Várias cidades em Espanha estão a preparar um agravamento das limitações à circulação de automóveis em áreas urbanas. A mudança poderá passar a incluir viaturas relativamente recentes - como alguns carros Diesel com cerca de 10 anos -, aumentando a incerteza entre muitos condutores.
Em Espanha, importa lembrar que todas as cidades e municípios com mais de 50 mil habitantes ficaram obrigados a criar Zonas de Baixas Emissões (ZBE) até 2023. Estas zonas condicionam ou impedem a entrada de veículos mais antigos e/ou mais poluentes, com base num sistema de categorias (selos) atribuído às viaturas.
Até ao momento, a maioria das restrições nas ZBE incidia sobretudo sobre os automóveis sem categoria (tendencialmente os mais antigos). No entanto, várias autarquias espanholas planeiam, nos próximos anos, alargar as limitações a veículos com selo B - categoria que abrange automóveis a gasolina matriculados entre 2001 e 2005 e Diesel entre 2006 e agosto de 2015 - seguindo o caminho de Bilbau, que já avançou com esse endurecimento.

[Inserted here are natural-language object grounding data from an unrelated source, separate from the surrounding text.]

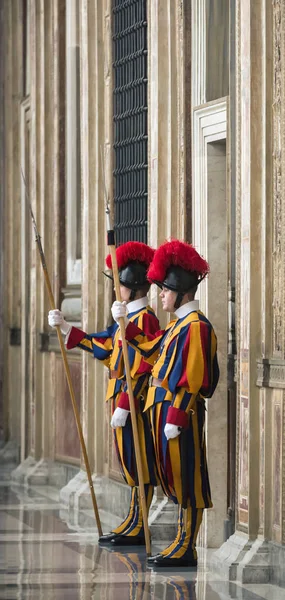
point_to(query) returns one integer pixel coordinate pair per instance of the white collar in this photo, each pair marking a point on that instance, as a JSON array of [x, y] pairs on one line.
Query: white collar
[[137, 304], [185, 309]]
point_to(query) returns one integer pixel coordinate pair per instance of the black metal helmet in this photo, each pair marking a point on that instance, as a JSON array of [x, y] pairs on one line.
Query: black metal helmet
[[133, 275], [179, 280]]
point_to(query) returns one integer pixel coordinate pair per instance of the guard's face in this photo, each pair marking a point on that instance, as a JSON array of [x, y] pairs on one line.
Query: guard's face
[[125, 293], [168, 298]]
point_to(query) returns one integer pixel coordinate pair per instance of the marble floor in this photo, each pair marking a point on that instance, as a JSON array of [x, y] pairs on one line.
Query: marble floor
[[44, 555]]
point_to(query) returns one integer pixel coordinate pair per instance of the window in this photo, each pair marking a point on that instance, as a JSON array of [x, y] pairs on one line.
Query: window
[[130, 119]]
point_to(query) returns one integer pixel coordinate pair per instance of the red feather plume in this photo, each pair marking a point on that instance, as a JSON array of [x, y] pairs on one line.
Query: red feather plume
[[176, 253], [131, 251]]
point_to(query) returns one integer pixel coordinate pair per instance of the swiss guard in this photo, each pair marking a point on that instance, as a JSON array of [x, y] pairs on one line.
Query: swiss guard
[[133, 260], [184, 372]]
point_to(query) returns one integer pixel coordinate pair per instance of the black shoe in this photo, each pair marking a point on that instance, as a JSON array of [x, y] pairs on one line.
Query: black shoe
[[107, 538], [151, 559], [128, 540], [170, 563]]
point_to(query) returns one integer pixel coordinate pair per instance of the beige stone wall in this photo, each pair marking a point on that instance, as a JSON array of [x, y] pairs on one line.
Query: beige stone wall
[[191, 192]]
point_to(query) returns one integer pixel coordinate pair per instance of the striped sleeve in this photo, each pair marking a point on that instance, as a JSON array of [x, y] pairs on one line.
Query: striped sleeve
[[99, 345], [147, 345], [200, 370]]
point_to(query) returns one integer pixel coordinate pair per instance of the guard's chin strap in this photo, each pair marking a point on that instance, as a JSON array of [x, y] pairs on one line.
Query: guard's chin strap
[[178, 300], [132, 295]]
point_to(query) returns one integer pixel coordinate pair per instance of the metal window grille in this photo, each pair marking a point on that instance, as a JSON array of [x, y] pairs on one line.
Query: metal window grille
[[130, 119]]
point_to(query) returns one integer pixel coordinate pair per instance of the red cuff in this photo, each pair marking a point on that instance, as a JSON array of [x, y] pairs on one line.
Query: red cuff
[[175, 416], [74, 338], [124, 401], [132, 330]]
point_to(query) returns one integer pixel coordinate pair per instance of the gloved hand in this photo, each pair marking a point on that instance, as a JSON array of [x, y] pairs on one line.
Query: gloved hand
[[119, 417], [55, 317], [171, 431], [119, 309]]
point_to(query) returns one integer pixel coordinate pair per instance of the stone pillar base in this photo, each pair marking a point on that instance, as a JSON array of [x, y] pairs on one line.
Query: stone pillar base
[[42, 472], [9, 458], [243, 560]]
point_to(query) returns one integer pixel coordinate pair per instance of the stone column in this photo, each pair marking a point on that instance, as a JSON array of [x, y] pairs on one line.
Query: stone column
[[245, 554]]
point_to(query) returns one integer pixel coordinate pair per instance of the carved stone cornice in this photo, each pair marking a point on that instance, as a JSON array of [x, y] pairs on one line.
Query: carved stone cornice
[[271, 373]]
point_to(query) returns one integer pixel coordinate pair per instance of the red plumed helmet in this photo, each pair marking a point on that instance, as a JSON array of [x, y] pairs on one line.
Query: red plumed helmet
[[133, 260], [131, 252], [178, 266]]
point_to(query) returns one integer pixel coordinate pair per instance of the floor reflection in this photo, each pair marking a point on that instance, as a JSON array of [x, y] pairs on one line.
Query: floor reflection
[[46, 557]]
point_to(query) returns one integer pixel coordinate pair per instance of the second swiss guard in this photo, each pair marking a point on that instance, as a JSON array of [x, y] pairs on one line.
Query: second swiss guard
[[185, 372], [133, 260]]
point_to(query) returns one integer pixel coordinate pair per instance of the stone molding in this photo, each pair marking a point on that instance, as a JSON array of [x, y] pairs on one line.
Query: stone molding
[[209, 125], [271, 373]]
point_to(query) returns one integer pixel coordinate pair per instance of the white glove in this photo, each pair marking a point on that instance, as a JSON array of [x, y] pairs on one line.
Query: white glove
[[55, 317], [119, 417], [119, 309], [171, 431]]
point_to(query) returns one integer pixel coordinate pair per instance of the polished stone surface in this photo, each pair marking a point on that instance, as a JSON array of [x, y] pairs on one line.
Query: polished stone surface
[[45, 557]]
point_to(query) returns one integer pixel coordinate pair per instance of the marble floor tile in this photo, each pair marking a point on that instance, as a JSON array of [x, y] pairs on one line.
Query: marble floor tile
[[44, 557]]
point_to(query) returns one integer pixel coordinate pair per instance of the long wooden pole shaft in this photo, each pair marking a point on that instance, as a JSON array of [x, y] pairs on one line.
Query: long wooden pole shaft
[[71, 390], [132, 404]]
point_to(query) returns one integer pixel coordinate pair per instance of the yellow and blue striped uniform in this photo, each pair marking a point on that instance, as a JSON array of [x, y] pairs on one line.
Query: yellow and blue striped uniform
[[106, 347], [184, 359]]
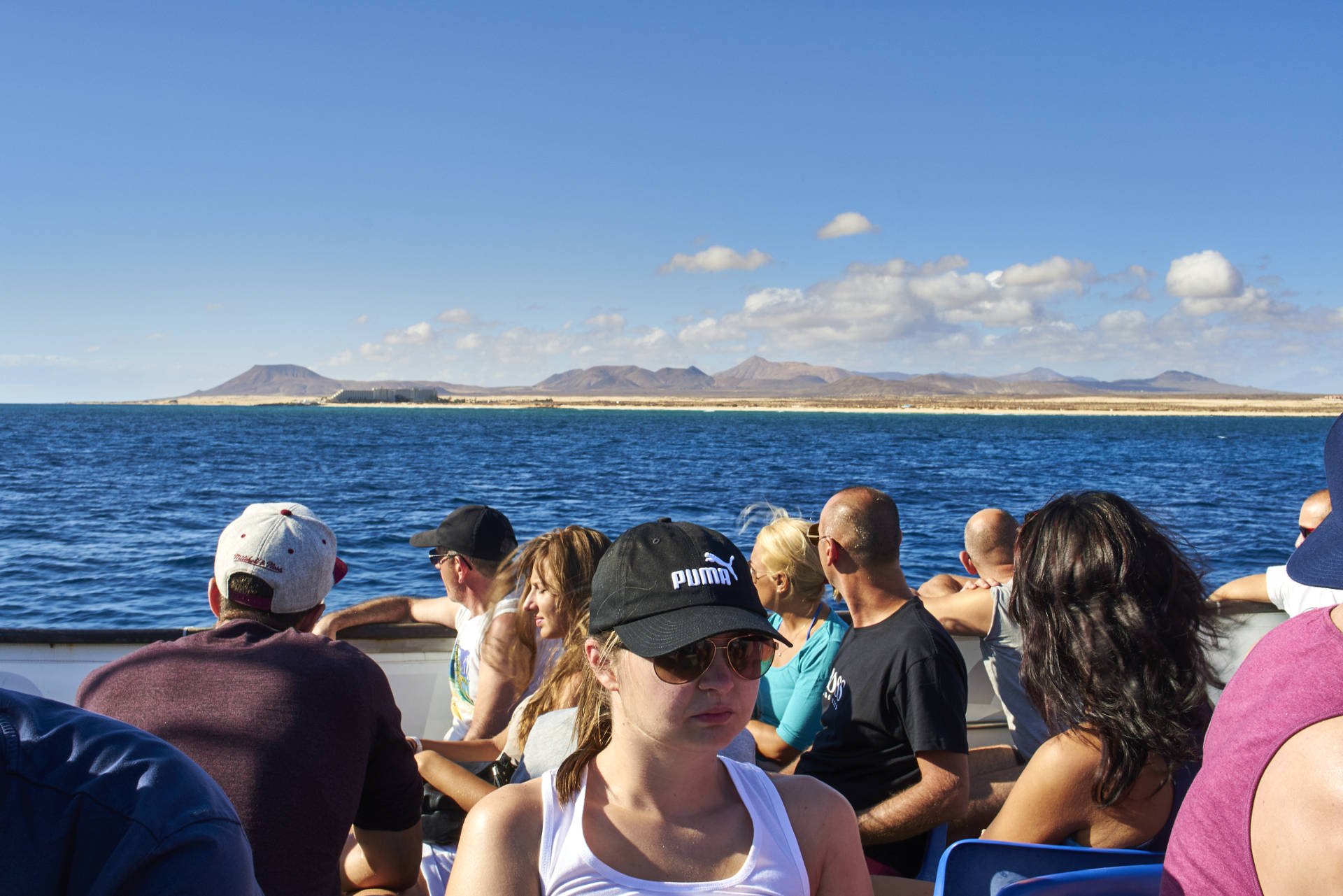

Se este alargamento se generalizar, o impacto potencial é significativo: estima-se que possa afetar condutores de até mais nove milhões de automóveis, o que corresponde a cerca de 31,5% do parque circulante espanhol.
Além do efeito direto no acesso a centros urbanos, este tipo de decisão tende a repercutir-se no mercado de usados, no valor residual de determinados modelos e nas decisões de substituição de frota por famílias e empresas. Nalgumas cidades, é também comum surgirem regimes de transição (períodos de adaptação), exceções para residentes ou janelas horárias específicas, o que torna essencial acompanhar a regulamentação local de cada ZBE.
Para quem circula regularmente em zonas abrangidas, alternativas como o reforço do transporte público, a criação de parques dissuasores e a melhoria da mobilidade suave podem ajudar a reduzir a dependência do automóvel. Em paralelo, políticas de incentivo ao abate e à renovação do parque, quando bem desenhadas, podem mitigar o impacto social de restrições aplicadas a veículos ainda relativamente recentes.
O que diz a ACAP sobre ZBE e ZER
Hélder Barata Pedro, secretário-geral da ACAP (Associação Automóvel de Portugal), em declarações à Razão Automóvel, mostrou discordância em relação a este tipo de medida, começando por sublinhar que “o tema das Zonas de Emissões Reduzidas (ZER) está na agenda europeia e tem sido um dos assuntos debatidos na nossa associação europeia”.
Ainda assim, fez questão de distinguir o que algumas cidades espanholas já estão a implementar do enquadramento discutido a nível europeu com os parceiros do setor:
“(…) de modo algum, se preconizam (nas discussões a nível europeu) medidas como esta que é adotada em Espanha que discrimina os tipos de combustíveis e, de igual, frusta as expectativas de quem adquiriu os seus veículos quando ao fim de 10 anos não poderão continuar a circular.”
- Hélder Barata Pedro, secretário-geral da ACAP
ACP também contesta a medida e afasta cenário idêntico em Portugal
Também o ACP (Automóvel Club de Portugal), através do seu presidente, Carlos Barbosa, se posicionou contra este endurecimento.
Questionado sobre a possibilidade de uma medida semelhante vir a ser aplicada em cidades portuguesas, o ACP foi taxativo: “não é possível aplicar em Portugal, porque o parque automóvel é muito mais velho”. E concluiu de imediato que isso “parava metade do parque automóvel Diesel”.